12. If \( D E=4 x+10, E F=2 x-1 \), and \( D F=9 x-15 \), find \( D F \).

To solve for \( D F \), we can use the fact that the segments \( D E \), \( E F \), and \( D F \) are related in the following way: \( D F = D E + E F \).
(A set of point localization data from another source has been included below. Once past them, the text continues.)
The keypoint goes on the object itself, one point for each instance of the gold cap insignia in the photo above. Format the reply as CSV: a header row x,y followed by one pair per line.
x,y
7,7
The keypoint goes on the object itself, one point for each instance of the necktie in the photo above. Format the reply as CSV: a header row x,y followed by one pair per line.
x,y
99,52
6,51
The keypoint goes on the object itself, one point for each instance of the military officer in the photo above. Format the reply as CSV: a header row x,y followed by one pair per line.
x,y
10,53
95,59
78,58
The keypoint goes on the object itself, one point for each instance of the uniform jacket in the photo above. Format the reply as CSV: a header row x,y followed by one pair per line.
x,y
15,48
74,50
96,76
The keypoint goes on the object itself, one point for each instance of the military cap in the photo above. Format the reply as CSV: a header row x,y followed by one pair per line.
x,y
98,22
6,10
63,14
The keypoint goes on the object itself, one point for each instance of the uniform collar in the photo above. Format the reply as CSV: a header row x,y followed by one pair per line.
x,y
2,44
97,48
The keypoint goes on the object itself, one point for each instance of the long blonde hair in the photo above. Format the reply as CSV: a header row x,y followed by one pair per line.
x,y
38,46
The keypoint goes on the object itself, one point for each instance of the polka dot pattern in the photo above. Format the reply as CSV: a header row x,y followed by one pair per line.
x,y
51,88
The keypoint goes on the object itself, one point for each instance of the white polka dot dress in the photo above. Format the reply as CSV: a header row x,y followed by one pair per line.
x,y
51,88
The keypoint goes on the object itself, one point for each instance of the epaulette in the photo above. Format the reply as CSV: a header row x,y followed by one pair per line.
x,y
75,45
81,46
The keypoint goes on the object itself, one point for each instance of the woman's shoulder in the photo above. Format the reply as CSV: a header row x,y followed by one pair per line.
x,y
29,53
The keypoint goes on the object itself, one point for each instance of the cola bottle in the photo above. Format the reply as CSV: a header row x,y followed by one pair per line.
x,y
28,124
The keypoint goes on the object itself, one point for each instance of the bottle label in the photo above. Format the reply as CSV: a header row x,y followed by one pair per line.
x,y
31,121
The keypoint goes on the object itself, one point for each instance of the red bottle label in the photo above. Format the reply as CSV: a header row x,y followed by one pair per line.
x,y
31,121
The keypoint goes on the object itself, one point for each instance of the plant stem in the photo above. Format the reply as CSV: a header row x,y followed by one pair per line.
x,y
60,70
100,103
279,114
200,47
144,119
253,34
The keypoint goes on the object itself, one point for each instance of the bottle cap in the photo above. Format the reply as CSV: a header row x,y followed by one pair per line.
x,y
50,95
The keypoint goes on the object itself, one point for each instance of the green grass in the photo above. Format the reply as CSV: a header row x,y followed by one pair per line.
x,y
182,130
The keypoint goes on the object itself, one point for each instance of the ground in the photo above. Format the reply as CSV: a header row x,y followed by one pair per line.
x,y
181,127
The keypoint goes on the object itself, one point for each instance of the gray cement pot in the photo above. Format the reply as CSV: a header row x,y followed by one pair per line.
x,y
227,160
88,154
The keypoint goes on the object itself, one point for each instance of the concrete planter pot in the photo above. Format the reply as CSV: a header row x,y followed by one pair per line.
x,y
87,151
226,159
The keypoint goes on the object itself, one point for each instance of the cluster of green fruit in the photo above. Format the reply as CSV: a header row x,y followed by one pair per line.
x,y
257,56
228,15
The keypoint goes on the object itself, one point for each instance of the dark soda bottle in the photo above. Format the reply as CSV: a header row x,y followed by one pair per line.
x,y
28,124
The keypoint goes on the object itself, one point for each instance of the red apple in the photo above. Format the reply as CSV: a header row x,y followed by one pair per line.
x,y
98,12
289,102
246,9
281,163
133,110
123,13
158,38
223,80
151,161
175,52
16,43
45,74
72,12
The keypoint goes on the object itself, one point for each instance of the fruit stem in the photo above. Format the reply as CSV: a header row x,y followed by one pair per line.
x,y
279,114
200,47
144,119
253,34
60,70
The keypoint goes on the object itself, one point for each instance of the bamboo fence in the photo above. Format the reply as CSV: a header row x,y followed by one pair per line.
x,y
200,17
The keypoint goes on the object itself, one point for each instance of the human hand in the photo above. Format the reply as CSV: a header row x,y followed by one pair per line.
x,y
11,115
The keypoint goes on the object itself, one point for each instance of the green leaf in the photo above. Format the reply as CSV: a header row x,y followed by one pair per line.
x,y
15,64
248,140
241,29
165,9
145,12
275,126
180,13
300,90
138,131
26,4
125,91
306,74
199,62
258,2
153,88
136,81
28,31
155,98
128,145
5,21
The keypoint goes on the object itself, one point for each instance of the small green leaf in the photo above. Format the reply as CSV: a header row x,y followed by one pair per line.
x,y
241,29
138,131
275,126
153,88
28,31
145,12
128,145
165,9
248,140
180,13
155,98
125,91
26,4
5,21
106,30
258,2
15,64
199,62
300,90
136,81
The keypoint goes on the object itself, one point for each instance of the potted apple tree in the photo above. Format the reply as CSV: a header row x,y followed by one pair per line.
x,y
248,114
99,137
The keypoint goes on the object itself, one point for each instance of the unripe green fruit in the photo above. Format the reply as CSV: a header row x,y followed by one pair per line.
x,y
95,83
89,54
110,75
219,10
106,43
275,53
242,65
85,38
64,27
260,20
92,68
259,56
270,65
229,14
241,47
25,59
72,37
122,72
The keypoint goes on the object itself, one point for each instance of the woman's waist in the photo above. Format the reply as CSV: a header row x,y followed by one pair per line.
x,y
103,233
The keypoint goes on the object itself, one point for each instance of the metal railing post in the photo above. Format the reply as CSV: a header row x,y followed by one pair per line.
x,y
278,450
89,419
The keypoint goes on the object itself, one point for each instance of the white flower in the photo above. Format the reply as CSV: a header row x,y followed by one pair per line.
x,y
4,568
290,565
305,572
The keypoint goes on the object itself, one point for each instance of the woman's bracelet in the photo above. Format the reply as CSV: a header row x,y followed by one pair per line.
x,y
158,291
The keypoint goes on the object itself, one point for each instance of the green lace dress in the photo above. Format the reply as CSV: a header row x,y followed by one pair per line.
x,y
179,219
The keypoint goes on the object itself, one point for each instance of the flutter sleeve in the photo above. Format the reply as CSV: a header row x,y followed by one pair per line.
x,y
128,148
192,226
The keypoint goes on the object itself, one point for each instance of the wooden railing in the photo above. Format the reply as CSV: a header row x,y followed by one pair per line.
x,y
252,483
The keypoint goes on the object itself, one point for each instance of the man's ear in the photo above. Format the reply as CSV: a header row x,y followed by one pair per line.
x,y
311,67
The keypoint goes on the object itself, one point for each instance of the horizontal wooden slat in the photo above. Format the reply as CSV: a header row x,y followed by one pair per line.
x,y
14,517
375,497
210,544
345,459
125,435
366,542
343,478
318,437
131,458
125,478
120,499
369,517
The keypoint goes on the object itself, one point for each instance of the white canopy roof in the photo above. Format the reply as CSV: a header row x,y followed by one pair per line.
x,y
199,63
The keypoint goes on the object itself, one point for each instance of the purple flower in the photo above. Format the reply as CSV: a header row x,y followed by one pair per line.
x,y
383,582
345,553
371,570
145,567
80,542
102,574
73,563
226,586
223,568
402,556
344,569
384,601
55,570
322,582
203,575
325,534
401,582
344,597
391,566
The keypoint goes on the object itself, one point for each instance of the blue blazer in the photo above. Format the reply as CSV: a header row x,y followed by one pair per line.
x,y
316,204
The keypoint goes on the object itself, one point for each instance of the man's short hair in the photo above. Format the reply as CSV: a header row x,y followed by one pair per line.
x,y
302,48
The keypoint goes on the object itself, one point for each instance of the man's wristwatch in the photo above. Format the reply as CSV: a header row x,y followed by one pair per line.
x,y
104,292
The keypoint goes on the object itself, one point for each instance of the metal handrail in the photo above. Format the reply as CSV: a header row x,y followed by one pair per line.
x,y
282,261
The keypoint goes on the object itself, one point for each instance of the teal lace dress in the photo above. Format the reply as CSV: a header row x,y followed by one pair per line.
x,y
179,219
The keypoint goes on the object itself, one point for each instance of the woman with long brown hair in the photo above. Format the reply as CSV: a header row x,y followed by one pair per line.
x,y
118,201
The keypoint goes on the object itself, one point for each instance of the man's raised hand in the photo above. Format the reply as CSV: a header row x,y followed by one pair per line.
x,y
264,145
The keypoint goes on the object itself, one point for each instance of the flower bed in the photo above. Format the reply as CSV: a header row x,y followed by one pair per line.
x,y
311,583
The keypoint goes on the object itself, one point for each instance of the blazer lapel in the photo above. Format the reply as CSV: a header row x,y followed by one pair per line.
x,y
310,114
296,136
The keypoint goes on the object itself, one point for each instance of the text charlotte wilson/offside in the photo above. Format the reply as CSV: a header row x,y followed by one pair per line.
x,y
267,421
Given: - \( D E = 4x + 10 \) - \( E F = 2x - 1 \) - \( D F = 9x - 15 \) Now, we substitute the expressions for \( D E \) and \( E F \) into the equation for \( D F \): \[ D F = D E + E F \] So we have: \[ 9x - 15 = (4x + 10) + (2x - 1) \] Combining the right side gives: \[ 9x - 15 = 4x + 2x + 10 - 1 \] \[ 9x - 15 = 6x + 9 \] Next, we can solve for \( x \) by moving \( 6x \) to the left side: \[ 9x - 6x - 15 = 9 \] \[ 3x - 15 = 9 \] Now, adding 15 to both sides: \[ 3x = 24 \] \[ x = 8 \] Now that we have \( x \), we can substitute it back to find \( D F \): \[ D F = 9x - 15 \] \[ D F = 9(8) - 15 \] \[ D F = 72 - 15 \] \[ D F = 57 \] Thus, the value of \( D F \) is \( \boxed{57} \).